My advice to get rid of this problem (if this is your problem) is to either:

  • Get rid of the cross-event dependence
  • Get rid of event sequence assumptions
  • Manage the event sequence yourself

Good luck,

Terry


P.S. Here's a couple of quotes from your question that make me think of Yield() (not that I don't love the opportunity to jump all over Yield() grin)

The only consistency in when the errors occur is that it seems to be more likely if they attempt to navigate to the other windows quickly.

Seen this when the user tries to initiate (let's say for example) two actions very quickly. If the script from the first action contains a Yield(), the script from the second action will both start and finish before the first action finishes. This can be true of any combination of user actions (e.g. button clicks, menu clicks, tabs, window closings... you coded with the possibility that the window isn't there anymore after the Yield() was done, right? If not, join the 99% of those that code Yield(), don't, and live dangerously) and system events (e.g. GetFocus, Deactivate, Timer)

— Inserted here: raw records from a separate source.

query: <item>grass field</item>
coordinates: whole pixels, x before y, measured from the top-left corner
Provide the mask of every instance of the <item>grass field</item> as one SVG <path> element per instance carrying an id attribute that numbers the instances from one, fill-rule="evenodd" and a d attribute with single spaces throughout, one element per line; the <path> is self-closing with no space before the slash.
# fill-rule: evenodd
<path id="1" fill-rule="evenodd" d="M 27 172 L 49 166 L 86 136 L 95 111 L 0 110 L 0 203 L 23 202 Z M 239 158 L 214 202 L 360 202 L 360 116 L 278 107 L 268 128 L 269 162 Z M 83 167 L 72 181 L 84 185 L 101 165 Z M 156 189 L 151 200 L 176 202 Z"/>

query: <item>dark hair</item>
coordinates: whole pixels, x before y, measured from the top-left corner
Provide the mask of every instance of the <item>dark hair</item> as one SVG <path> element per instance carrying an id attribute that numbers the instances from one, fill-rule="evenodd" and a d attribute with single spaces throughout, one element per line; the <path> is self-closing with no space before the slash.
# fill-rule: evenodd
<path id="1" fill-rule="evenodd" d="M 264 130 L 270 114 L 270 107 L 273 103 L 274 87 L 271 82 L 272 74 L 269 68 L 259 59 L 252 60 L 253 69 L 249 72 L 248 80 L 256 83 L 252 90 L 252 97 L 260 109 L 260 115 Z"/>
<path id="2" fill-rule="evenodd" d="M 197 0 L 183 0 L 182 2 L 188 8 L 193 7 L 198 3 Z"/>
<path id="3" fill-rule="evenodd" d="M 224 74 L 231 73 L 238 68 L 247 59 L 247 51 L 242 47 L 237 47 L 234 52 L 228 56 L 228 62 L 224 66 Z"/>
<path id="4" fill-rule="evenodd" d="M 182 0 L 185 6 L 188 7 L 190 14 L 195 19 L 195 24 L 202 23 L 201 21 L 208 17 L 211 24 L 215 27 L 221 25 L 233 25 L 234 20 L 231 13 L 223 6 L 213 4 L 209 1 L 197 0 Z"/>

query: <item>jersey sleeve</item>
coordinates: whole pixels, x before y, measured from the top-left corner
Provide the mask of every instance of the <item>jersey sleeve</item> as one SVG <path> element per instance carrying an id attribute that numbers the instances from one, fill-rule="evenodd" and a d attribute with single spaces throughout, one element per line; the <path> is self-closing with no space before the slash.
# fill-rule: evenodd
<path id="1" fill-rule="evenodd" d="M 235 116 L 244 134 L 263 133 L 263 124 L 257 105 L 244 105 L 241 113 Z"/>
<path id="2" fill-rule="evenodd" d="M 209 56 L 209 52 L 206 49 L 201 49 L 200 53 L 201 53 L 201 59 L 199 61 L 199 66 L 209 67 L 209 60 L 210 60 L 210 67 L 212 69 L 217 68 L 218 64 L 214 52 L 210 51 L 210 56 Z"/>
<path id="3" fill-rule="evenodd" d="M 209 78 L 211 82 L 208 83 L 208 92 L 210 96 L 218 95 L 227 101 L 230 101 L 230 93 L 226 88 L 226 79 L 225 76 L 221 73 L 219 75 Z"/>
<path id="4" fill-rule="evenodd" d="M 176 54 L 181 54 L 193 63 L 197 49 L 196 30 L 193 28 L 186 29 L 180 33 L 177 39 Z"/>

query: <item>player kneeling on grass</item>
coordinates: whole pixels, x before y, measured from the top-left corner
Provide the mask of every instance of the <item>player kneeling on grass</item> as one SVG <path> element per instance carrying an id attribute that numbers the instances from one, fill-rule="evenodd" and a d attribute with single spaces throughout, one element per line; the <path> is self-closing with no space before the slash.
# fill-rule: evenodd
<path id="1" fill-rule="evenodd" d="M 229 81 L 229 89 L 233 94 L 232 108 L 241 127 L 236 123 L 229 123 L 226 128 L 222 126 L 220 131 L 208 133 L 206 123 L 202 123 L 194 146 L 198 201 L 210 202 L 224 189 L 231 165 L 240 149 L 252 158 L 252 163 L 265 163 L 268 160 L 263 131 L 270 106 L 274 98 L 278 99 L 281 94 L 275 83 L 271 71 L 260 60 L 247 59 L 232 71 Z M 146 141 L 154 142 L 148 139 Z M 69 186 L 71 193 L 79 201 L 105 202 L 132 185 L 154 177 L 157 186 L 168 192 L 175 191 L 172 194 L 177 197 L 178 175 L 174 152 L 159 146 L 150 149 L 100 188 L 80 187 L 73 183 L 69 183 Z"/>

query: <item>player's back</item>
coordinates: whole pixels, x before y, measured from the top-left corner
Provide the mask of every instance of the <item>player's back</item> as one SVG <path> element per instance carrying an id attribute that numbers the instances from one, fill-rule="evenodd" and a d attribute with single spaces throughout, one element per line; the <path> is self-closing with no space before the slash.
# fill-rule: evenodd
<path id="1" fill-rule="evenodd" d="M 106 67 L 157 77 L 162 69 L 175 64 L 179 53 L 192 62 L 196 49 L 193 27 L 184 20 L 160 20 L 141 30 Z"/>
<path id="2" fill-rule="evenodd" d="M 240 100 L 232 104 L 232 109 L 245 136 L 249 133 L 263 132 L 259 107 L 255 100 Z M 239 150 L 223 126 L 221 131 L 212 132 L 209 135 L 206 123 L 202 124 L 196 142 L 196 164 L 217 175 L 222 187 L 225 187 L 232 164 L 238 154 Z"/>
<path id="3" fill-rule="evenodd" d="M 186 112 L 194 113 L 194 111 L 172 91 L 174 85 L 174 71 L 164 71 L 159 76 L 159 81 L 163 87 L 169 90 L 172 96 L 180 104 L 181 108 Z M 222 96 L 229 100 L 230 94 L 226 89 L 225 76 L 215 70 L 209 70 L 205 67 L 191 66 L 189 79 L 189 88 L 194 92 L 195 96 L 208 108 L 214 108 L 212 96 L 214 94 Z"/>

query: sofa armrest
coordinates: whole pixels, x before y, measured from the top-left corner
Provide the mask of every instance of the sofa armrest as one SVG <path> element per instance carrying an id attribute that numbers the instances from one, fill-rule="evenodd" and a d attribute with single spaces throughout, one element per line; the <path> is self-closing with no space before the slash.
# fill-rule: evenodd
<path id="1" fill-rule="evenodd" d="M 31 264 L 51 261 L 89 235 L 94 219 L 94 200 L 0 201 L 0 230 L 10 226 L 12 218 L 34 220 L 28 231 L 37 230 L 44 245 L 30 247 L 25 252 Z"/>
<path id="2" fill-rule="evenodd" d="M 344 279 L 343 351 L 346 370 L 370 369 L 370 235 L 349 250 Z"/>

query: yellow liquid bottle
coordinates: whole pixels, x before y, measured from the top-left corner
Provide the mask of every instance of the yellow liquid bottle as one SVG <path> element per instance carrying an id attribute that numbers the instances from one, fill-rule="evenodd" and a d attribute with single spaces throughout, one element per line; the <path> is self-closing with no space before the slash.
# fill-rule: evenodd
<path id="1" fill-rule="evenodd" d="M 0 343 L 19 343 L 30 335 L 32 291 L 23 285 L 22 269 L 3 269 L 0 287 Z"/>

My gut tells me that for some reason things aren't running synchronously when they should

You're right. PowerBuilder (unless you force it) runs synchronously. However, if one event is starting before another finishes (see above), then you're going to get behaviours that look like asynchronous behaviours.

There's nothing definitive in what you've said, but you did ask about Yield(). The really kicker to nail this down is if you could reproduce this with a PBDEBUG trace; you'd see which event(s) is(are) surprising you. However, the amount that PBDEBUG slows things down affects event sequences and queuing, which may or may not be helpful.